Similarly, Stem, which provides smart AI-enabled battery storage to commercial and industrial (C&I) customers, said that its virtual power plant of aggregated systems in California dispatched about 86MW/268MWh to the grid during the five-hour Flex Alert on 6 September.

Stem installs battery systems that cut down a business or industrial facility’s electricity use at peak times, and also enrols them into available grid services programmes. The company then effectively shares the revenues from those programmes as well as the electricity cost savings with the customer.

Another company, AutoGrid, integrates various distributed energy resources (DERs) into its VPPs around the world with its software platform. That includes demand response, smart thermostats, solar PV, energy storage, EVs and C&I electric loads like microgrids.

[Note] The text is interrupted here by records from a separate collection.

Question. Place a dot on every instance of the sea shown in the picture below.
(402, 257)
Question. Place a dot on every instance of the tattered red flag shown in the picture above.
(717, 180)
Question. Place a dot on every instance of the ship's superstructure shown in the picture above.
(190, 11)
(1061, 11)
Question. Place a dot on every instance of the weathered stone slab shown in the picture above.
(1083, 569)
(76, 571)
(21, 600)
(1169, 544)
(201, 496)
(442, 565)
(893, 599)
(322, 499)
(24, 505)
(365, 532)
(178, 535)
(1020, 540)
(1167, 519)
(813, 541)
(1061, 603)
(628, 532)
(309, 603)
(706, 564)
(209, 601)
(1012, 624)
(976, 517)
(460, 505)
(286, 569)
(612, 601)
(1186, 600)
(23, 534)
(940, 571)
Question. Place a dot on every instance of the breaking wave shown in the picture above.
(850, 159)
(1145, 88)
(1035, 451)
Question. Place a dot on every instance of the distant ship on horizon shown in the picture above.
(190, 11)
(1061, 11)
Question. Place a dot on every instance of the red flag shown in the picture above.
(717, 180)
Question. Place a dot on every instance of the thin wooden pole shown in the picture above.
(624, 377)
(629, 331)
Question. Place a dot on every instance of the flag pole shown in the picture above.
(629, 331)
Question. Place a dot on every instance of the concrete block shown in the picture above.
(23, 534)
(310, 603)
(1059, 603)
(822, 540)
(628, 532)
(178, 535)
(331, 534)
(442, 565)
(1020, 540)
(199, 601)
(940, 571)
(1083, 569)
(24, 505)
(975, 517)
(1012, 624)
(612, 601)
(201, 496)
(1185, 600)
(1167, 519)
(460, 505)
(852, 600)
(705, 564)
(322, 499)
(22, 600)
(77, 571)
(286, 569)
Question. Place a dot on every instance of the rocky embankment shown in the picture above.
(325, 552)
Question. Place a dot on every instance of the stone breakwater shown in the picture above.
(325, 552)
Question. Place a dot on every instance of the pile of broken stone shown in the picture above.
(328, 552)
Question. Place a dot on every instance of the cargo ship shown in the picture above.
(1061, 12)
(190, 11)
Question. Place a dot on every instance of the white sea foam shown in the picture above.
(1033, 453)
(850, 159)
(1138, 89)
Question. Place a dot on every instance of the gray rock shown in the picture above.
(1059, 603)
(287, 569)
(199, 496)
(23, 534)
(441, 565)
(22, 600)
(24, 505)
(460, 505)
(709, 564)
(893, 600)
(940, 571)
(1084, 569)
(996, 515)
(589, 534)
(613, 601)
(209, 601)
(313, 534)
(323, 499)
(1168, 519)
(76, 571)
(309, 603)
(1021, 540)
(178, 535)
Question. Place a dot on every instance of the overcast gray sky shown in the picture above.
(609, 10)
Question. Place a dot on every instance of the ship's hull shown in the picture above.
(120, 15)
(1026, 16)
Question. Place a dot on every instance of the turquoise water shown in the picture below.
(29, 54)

AutoGrid senior VP Rahul Kar said in the company’s blog last week that the fleet of California DERs it manages responded to 104 events during the heatwave’s peak demand periods. In the end, what saved much of the grid was the efforts of Californians to turn down their power use after requests from utilities and then a text message from California Governor Gavin Newsom.

However, Kar said, unlike most Californians, AutoGrid customers were “compensated very well for the action they take”.

“While the public’s response to that plea (from Newsom) is commendable, there are better ways to do this – that too using clean energy resources,” Kar wrote.